Cirit DİA
Adını oynandığı alet olan ve çevgen de denilen temrensiz
mızraktan alır; kelimenin aslı Arapça cerîddir (kabuğu soyulmuş hurma ağacı).
Atlı cirit oyunu
Her atlının elinde normal bir mızrak kalınlığında ve
yaklaşık 1,5 m. uzunluğunda meşe dalından bir sopa bulunur
Attığı ciritle hasım oyuncuyu vuran başarılı kabul edilir ve
sayı alır, atı vuran ise başarısız sayılır ve puan kaybeder. En yüksek puanı
kendisine atılan ciridi havada kapan oyuncu kazanır; rakibine çok yaklaşıp
ciridini atmadan atar gibi yaparak ona “aman tanıyan” oyuncu da yine yüksek
puan alır.
Geleneklere göre cirit isabetiyle bir oyuncunun ağır yara
alması veya ölmesi oyunu durdurmaz ve şikâyetçi olmayı gerektirmez; tam tersi
bu ölüm o oyuncunun ailesine, özellikle babasına şeref kazandırır.
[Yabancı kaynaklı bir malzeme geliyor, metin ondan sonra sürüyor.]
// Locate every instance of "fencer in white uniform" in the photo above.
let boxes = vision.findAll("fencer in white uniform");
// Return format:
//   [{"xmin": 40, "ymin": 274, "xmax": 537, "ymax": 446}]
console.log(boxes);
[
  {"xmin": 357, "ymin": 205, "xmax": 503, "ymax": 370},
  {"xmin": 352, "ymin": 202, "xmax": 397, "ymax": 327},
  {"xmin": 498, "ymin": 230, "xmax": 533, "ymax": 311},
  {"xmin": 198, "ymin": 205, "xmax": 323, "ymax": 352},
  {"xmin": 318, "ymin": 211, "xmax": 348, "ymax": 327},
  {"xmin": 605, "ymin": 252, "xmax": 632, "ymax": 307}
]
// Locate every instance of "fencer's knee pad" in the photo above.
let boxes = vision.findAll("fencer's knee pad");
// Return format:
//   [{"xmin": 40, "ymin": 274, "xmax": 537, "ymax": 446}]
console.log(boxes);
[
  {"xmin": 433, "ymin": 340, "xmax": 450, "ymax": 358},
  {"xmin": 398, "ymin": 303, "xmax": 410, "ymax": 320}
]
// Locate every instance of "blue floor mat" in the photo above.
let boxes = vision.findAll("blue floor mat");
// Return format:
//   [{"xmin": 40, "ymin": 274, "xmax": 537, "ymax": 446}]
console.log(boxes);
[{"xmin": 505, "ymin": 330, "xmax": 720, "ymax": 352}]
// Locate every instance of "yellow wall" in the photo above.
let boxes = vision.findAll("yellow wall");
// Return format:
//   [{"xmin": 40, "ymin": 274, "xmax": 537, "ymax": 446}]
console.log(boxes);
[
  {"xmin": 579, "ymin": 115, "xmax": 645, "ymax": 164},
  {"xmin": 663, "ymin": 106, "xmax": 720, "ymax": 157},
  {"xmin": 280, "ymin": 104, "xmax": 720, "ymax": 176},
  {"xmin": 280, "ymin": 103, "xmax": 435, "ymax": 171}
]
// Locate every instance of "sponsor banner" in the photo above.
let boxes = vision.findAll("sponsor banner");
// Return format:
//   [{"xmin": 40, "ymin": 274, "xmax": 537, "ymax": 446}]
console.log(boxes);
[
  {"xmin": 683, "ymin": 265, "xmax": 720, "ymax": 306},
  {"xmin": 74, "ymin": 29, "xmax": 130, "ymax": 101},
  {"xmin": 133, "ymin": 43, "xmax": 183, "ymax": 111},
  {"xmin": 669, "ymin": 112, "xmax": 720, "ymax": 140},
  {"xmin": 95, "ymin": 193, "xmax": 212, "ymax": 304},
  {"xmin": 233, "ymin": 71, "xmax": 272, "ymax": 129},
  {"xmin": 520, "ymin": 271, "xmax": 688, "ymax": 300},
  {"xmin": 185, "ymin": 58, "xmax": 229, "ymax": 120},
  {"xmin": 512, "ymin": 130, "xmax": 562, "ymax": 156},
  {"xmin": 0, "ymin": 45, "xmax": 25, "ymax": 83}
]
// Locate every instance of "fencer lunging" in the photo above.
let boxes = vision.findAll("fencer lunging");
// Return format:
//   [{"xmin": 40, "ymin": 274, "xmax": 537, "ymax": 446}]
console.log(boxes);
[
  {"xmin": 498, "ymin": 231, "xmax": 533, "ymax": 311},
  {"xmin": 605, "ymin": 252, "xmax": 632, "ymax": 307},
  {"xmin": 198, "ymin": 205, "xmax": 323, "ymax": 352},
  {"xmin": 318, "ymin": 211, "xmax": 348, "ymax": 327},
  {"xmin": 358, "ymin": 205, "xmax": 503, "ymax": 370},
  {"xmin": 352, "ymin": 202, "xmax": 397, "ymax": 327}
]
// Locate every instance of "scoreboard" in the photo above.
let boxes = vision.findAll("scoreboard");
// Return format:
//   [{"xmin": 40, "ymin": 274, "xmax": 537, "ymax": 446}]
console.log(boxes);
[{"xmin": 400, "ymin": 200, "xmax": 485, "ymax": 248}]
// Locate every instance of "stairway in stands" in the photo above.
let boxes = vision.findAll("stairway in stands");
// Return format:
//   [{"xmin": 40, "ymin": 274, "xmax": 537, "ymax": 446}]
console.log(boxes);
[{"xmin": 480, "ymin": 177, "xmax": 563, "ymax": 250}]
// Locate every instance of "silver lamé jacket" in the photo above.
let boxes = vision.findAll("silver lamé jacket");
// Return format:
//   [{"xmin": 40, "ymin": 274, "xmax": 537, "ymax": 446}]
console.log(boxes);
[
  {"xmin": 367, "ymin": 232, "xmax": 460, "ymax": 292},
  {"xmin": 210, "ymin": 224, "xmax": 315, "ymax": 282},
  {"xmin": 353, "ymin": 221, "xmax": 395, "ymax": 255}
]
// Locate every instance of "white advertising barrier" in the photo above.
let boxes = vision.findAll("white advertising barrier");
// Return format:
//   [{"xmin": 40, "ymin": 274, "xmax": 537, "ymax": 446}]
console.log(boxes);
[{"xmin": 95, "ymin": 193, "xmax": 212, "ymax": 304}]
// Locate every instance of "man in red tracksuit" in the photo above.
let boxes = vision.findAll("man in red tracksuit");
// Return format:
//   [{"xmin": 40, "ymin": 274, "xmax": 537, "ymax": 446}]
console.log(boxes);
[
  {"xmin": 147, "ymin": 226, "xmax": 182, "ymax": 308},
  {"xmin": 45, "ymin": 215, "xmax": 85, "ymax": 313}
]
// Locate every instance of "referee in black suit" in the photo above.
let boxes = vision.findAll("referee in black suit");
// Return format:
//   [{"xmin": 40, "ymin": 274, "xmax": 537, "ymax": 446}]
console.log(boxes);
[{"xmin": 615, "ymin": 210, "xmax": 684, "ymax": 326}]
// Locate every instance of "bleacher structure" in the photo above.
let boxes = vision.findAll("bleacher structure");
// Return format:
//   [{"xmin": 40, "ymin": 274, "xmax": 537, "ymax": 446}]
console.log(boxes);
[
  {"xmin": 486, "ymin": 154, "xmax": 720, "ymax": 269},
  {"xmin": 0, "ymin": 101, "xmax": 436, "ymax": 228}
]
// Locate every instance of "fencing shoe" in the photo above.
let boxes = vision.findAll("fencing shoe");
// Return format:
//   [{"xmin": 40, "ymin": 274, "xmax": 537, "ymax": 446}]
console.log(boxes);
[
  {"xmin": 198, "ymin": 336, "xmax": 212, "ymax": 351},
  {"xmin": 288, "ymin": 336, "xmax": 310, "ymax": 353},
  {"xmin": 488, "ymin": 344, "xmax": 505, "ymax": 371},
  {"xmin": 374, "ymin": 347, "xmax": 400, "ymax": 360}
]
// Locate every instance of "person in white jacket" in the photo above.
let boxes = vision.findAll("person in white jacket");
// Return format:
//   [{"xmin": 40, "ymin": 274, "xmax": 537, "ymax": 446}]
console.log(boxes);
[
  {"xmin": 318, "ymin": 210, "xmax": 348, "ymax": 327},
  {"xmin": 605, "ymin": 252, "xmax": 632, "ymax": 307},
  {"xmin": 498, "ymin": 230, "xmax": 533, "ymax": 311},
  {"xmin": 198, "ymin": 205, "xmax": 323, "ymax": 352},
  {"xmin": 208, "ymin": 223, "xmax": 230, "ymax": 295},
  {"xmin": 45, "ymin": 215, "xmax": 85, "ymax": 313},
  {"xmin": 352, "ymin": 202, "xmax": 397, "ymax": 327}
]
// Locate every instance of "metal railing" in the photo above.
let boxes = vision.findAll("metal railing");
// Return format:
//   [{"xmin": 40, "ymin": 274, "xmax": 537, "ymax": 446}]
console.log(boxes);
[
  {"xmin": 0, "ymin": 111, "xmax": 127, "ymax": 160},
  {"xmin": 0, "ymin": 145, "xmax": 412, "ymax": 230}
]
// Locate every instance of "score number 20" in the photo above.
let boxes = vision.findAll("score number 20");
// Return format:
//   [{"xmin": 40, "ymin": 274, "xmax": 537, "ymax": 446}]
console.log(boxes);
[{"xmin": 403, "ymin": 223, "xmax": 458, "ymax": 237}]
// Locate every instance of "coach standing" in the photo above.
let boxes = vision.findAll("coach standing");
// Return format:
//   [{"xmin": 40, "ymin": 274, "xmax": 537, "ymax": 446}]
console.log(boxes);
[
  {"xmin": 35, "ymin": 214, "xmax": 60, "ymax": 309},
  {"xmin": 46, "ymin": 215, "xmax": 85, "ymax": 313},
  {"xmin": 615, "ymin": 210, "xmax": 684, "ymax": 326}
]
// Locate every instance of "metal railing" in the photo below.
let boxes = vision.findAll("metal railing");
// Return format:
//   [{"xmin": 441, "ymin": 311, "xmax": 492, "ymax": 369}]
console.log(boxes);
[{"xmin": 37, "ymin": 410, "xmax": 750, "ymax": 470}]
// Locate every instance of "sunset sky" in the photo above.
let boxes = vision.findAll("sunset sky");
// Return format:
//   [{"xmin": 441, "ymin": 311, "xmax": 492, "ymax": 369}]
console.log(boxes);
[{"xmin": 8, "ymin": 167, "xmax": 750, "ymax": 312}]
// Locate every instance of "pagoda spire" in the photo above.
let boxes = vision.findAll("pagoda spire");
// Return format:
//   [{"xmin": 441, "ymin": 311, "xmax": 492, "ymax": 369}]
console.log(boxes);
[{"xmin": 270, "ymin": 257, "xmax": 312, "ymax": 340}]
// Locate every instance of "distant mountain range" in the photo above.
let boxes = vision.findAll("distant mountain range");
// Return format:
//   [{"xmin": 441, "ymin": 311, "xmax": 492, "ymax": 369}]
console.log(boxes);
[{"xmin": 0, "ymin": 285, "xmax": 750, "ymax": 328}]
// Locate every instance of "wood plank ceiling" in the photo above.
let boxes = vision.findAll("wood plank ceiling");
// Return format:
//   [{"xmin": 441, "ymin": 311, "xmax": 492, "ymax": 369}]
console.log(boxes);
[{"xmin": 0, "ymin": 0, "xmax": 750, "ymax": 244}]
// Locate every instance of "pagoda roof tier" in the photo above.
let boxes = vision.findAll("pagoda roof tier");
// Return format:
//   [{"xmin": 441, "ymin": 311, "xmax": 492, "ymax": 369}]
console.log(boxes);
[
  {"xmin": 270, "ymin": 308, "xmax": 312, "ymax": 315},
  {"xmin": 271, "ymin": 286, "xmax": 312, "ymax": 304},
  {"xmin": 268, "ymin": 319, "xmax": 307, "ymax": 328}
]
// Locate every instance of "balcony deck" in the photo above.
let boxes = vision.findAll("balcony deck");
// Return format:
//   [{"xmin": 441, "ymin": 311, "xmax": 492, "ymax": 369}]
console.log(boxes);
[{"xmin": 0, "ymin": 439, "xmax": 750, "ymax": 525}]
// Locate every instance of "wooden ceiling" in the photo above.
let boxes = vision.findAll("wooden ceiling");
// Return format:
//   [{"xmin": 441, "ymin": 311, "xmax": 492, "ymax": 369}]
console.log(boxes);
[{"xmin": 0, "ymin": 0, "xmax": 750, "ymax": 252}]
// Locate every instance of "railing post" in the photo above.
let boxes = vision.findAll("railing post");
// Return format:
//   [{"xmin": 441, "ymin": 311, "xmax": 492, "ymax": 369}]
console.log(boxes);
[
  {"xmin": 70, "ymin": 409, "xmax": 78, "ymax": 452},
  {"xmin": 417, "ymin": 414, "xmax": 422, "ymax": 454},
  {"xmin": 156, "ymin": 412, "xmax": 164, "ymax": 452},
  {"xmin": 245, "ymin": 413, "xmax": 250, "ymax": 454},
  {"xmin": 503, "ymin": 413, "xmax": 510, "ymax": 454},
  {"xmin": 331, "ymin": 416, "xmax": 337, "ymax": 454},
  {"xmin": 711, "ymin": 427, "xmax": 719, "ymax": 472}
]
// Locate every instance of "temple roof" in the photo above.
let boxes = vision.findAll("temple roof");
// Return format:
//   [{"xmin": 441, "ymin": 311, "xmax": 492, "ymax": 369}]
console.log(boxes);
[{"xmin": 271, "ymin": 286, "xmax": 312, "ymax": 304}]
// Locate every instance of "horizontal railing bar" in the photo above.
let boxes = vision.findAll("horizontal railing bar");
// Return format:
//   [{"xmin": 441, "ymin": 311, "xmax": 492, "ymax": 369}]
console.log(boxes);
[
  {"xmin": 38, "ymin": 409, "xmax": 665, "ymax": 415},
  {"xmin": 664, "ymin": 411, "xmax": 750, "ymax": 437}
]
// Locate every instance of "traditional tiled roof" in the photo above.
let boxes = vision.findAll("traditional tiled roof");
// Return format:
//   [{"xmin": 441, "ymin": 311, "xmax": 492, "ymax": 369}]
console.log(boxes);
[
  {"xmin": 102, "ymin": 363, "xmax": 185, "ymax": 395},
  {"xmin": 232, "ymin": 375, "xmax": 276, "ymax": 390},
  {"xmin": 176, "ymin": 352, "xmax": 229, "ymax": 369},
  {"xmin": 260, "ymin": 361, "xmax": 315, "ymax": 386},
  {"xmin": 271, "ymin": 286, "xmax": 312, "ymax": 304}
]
Orhan Gazi’nin civardaki bir alanı at yarışları ve cirit
oyunları için vakfettiği bilinmektedir. Yıldırım Bayezid ve Çelebi Mehmed
zamanlarında ciride olan ilgi daha da artmış, sarayda cündîlik (binicilik)
derslerinin verilmeye başlaması üzerine de bu oyun teşkilâtlı bir spor dalı
haline gelmiştir.
…cirit, yeniçerilerin başlıca oyun ve tâlimi olması
sebebiyle Yeniçeri Ocağı’nın kaldırılmasından sonra eski önemini kaybetmiştir.